Raimi keeps a great handle on his actors as well, the standouts being child actress Joey King as the living china doll (her voice, at least; she's a CG character) and Rachel Weisz, Mila Kunis, and Michelle Williams as the three witches. To go into detail on why they were good would constitute spoilers, because as we all know, one of them turns out to be the Wicked Witch of the West, and her identity is only revealed around the halfway point. We also get Zack Braff in the dual role of Frank, Oscar's assistant back in the carnival, and Finley, the flying monkey who serves as Oscar's personal servant in Oz. Braff shows himself as a funny guy here, providing much of the comic relief and doing a good job of it. Lastly, James Franco as Oscar Diggs, the phony Wizard, didn't gel with me at first the way the ladies did; the way he played Oscar was too good-hearted for me to accept him as a slick, amoral con man. As a result, I didn't quite buy his transition from carnival huckster to genuine hero. The exception was one genuinely moving scene involving Joey King's china girl that served as a wonderful callback to a moment in the beginning. Anyway, he does play the hero well, and for the second half of the film I was as invested in him as I was everyone.

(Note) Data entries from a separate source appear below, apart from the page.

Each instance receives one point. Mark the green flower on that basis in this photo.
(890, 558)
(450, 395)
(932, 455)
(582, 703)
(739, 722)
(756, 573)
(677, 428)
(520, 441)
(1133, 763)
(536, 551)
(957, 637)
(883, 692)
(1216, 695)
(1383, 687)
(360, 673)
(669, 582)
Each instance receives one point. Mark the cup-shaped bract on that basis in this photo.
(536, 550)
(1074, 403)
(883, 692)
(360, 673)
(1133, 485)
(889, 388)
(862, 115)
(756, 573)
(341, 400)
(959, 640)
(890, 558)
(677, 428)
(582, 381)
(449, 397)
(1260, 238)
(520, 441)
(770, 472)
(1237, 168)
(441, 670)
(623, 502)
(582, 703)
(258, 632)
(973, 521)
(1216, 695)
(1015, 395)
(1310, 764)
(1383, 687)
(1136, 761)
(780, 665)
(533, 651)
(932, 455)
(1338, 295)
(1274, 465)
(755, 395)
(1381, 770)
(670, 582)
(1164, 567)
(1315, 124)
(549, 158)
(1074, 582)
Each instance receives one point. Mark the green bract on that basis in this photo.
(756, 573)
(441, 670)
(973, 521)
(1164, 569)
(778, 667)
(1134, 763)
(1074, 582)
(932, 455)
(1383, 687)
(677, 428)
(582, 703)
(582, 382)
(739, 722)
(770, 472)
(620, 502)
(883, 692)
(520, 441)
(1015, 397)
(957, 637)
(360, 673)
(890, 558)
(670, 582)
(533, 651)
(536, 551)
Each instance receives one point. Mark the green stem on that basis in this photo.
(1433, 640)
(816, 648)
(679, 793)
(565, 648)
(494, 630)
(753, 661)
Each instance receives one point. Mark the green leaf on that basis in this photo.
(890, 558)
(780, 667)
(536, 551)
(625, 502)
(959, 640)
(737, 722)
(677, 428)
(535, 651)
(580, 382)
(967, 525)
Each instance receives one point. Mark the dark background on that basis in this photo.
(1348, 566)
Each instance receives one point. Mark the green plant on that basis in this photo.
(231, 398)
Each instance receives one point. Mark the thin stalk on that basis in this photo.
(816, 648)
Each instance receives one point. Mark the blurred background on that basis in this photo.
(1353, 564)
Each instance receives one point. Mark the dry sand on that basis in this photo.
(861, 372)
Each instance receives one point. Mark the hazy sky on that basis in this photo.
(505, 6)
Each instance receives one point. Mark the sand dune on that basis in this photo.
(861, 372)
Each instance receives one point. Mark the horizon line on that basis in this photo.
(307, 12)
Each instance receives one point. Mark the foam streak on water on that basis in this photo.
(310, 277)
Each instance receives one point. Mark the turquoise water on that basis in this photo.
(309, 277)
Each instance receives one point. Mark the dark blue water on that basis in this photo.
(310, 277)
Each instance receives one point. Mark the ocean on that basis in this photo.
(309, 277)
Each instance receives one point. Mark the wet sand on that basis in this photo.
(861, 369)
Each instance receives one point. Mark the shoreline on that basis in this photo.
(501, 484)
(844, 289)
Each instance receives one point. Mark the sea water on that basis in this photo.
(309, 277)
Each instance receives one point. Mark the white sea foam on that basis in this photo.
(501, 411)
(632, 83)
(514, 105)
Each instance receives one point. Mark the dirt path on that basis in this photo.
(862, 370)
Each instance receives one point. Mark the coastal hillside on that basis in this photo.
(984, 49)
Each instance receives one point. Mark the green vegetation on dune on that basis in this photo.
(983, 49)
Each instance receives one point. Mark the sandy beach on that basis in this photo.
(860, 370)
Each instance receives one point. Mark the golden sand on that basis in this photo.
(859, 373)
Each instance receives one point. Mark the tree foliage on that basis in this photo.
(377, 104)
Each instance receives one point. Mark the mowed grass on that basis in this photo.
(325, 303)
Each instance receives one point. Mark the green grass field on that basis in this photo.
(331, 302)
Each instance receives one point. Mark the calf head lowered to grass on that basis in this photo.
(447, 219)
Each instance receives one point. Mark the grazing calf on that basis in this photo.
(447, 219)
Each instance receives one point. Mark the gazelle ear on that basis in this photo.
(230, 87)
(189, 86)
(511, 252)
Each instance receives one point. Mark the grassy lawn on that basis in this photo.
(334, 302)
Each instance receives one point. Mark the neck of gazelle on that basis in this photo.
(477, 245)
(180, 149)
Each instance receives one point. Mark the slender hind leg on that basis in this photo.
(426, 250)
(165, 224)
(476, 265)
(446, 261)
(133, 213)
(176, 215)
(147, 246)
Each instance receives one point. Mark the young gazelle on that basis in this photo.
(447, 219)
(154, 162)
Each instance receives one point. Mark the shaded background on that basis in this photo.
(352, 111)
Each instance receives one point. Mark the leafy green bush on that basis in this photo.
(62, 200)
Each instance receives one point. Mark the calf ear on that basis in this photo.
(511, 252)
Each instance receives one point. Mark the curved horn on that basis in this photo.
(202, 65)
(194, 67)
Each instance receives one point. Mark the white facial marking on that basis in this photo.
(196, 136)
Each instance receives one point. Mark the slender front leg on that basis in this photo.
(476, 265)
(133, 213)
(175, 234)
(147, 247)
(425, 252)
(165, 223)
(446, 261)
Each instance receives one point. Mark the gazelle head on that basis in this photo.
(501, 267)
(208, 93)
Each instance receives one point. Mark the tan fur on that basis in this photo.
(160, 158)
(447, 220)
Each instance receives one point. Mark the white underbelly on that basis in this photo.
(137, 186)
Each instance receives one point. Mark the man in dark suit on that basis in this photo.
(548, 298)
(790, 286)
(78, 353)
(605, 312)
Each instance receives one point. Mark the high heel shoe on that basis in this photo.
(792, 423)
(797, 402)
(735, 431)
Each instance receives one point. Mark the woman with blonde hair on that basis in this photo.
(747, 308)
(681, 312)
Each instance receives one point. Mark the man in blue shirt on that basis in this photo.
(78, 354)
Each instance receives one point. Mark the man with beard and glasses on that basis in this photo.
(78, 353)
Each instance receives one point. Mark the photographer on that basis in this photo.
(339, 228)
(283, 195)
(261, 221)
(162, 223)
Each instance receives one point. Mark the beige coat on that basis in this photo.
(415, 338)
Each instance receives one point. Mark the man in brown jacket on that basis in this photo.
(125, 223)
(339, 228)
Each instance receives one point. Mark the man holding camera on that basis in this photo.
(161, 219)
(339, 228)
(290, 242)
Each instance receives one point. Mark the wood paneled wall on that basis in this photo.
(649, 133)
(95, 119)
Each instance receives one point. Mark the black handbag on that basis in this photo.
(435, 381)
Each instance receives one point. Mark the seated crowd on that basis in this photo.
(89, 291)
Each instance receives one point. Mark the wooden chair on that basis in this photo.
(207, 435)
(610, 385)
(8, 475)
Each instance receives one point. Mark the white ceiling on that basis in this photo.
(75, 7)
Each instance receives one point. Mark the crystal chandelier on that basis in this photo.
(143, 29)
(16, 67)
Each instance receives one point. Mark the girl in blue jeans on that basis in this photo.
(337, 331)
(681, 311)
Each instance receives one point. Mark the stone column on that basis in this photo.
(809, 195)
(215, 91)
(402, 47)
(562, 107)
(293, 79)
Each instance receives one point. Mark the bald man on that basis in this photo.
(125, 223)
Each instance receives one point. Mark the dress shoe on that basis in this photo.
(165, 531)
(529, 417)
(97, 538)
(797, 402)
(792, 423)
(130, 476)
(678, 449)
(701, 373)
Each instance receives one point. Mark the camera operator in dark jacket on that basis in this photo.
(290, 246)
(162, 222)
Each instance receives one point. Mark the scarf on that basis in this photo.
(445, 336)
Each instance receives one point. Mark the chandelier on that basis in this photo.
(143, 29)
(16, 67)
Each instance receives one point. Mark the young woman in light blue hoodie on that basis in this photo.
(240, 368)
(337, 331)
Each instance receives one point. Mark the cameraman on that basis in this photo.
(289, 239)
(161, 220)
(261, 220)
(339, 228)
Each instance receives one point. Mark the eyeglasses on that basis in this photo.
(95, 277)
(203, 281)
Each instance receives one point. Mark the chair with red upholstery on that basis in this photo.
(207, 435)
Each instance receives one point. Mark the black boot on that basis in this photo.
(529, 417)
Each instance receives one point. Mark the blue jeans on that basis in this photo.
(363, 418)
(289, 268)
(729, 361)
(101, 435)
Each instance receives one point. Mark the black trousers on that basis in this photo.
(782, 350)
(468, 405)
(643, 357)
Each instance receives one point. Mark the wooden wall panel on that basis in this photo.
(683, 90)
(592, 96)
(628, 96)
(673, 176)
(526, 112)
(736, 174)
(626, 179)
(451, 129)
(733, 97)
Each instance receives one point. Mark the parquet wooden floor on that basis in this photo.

While the directing and acting were all well and good, the script here doesn't do it any favors. I enjoyed it the most when it was being lighthearted and homaging the original film, particularly in the last thirty minutes, where it wisely and nicely avoided throwing in an out-of-place epic battle scene like just about every fantasy movie since The Lord of the Rings tries to do (Snow White and the Huntsman, I'm lookin' at you). However, it drags out the big twist long after everybody over the age of thirteen has already guessed where the film is going with a certain character. To be honest, while the actress who plays the Wicked Witch of the West (not saying who; spoilers*) doesn't quite fill Margaret Hamilton's enormous shoes, I welcomed her presence every time she was on screen. In a big family blockbuster like this, the villain ought to be hammy, and she delivers. Unfortunately, the reveal of this character's transformation into the WWotW is telegraphed almost from the moment Oscar arrives in the Emerald City, meaning that the middle of the film loses a lot of its dramatic weight. I was waiting for the film to just get off its ass and bring the wickedness in. That said, the moment the film enters its third act and gets back on track, I was once again having a blast.
Score: 3 out of 5
Not a perfect film by a long shot, it has some deep structural flaws that slow it down badly in the second act, but Raimi's sheen of gloss is enough to distract from the film's big problems. It's solid as both a family film and as a Wizard of Oz prequel, and it's worth a look even for those who are getting sick of fantasy movies.